Steve MacDougall, Courier, City Chambers, City Square, Dundee.  Abertay graduations. Pictured, Honorary Graduates (left) BBC's Brian Taylor and Dick McTaggart.
Steve MacDougall, Courier, City Chambers, City Square, Dundee. Abertay graduations. Pictured, Honorary Graduates (left) BBC's Brian Taylor and Dick McTaggart.

All true aficionados know boxing is at least as much an art as a sport.

Now Dundee”s Olympic legend Dick McTaggart has the credentials to prove it.

He has received a honorary degree of doctor of arts from Abertay University and the delighted ex-champion said, “Now I am Dr Dick!”

Now in his mid-70s, Dick was the third youngest of 18 children brought up in the Dens Road area.

He started boxing aged 10 and became one of the greatest amateurs in the world.

In addition to his gold medal in the 1956 Olympics, he was also Commonwealth and European champion and he won 610 of his 634 bouts.

The city has already honoured him by naming a sports hall after him.

Ray Lloyd, head of Abertay’s school of social and health sciences, told the audience in the Caird Hall that Dick was notable for his “quick hands, quick feet and even quicker thought.”

The late sports commentator Harry Carpenter had described him as the greatest amateur boxer he had ever seen, he said.

Asked how he ranked the honorary degrees among his many awards over the years, Dick said, “The MBE was the first, this is definitely the second.

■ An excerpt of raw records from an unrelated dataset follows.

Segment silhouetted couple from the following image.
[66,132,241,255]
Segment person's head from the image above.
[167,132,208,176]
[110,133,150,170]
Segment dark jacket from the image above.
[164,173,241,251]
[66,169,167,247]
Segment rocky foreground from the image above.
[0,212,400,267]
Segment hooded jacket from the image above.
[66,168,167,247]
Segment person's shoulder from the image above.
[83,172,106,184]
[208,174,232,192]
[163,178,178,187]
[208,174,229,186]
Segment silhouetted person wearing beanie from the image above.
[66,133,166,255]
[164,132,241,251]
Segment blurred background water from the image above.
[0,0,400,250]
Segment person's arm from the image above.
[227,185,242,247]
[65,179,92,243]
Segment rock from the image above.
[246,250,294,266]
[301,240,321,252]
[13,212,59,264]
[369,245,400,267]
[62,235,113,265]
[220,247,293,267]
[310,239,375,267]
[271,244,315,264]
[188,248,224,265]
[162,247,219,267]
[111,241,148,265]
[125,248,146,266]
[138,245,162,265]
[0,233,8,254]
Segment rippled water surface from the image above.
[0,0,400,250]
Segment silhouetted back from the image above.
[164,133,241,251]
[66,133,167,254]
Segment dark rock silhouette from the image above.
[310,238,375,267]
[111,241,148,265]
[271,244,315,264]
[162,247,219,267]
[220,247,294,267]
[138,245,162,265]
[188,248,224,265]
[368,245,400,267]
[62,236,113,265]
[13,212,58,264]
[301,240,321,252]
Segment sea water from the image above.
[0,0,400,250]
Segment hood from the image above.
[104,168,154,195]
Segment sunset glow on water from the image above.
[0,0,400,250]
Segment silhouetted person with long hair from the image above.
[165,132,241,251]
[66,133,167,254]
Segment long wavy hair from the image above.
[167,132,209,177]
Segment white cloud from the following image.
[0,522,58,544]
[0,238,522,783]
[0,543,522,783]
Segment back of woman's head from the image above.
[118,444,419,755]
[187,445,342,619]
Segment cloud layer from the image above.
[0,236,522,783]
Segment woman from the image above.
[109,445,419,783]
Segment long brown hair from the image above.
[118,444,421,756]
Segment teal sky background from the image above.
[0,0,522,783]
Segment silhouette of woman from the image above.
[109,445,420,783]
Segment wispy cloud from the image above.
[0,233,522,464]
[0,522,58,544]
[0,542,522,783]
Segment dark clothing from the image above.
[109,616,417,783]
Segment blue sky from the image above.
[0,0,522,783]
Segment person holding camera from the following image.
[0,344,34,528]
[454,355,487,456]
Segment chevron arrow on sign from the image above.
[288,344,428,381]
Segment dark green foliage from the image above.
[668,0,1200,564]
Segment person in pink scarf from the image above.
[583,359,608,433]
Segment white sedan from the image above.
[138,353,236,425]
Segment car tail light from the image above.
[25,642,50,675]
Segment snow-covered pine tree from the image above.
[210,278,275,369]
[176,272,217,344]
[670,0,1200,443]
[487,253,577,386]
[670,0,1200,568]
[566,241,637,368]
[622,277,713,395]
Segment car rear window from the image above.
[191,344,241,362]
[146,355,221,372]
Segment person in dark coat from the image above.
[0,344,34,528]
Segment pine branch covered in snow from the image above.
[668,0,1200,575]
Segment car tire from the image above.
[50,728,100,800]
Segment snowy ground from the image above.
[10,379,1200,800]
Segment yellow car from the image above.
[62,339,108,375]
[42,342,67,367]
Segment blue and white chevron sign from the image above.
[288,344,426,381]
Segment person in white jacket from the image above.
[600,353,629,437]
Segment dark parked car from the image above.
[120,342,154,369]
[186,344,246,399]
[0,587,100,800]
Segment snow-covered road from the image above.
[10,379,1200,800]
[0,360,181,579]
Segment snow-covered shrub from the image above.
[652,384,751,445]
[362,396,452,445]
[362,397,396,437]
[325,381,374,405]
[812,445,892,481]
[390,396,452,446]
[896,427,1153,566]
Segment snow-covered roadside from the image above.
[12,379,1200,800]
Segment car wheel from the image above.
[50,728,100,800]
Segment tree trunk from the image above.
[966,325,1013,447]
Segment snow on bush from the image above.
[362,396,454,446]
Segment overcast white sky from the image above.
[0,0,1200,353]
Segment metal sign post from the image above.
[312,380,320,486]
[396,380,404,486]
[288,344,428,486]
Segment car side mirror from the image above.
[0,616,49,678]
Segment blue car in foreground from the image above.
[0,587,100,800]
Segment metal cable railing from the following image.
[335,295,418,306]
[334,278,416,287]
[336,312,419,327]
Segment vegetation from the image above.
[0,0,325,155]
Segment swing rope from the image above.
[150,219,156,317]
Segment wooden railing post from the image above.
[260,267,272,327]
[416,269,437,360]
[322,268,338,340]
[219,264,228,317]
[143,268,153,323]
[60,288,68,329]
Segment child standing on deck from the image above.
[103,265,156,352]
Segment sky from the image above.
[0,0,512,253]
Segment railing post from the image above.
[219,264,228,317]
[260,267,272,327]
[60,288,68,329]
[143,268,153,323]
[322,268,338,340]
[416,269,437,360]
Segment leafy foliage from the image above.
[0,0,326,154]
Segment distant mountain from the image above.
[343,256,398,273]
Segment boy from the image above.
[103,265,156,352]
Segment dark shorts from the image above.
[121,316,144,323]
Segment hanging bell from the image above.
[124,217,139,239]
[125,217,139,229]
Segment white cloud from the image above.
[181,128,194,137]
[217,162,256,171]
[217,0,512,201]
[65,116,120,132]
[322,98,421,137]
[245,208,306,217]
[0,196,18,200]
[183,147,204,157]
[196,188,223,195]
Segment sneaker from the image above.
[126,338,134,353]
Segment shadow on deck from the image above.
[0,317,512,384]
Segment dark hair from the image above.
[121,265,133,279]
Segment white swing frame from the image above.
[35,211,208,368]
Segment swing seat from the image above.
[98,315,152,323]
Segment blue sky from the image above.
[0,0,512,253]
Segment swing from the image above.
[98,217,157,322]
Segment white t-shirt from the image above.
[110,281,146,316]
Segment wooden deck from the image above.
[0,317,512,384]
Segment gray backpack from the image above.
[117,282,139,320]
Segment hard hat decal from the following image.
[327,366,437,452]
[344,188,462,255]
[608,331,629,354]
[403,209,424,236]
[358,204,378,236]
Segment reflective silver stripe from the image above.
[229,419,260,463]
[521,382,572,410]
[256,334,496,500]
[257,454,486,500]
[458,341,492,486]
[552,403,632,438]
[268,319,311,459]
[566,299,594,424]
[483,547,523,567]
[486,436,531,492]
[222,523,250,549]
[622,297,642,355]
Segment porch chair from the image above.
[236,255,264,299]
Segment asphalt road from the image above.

It is lovely to be recognised.”

Also receiving an honorary degree was BBC Scotland’s political editor Brian Taylor, who was a pupil at Dundee High and studied at St Andrews before going on to a long, distinguished career in journalism and broadcasting.

He said, “It’s a tremendous honour to get this award…”Having been through perhaps a couple of decades of difficulty, in the last few years I see a tremendous growth, a rebirth of a sense of self-worth in Dundee, a sense of civic pride.

“It is driven by the arts, and by its citizens, but primarily by its two great universities and I am very proud to be an honorary graduate of one of them.”

His advice to the students graduating yesterday was to “keep calm and carry on.”

He said, “We are entering difficult times economically but I am sure that they have gained a tremendous grounding and opportunity from the university and I wish them all the very best.”

Also receiving honorary degrees were National Trust for Scotland chairman and conservationist Dick Balharry, born in Muirhead, by Dundee, and retail expert Professor John Dawson.

Around 900 Abertay students celebrated, graduating in front of family and friends, coming up to be capped by university chancellor Lord Cullen.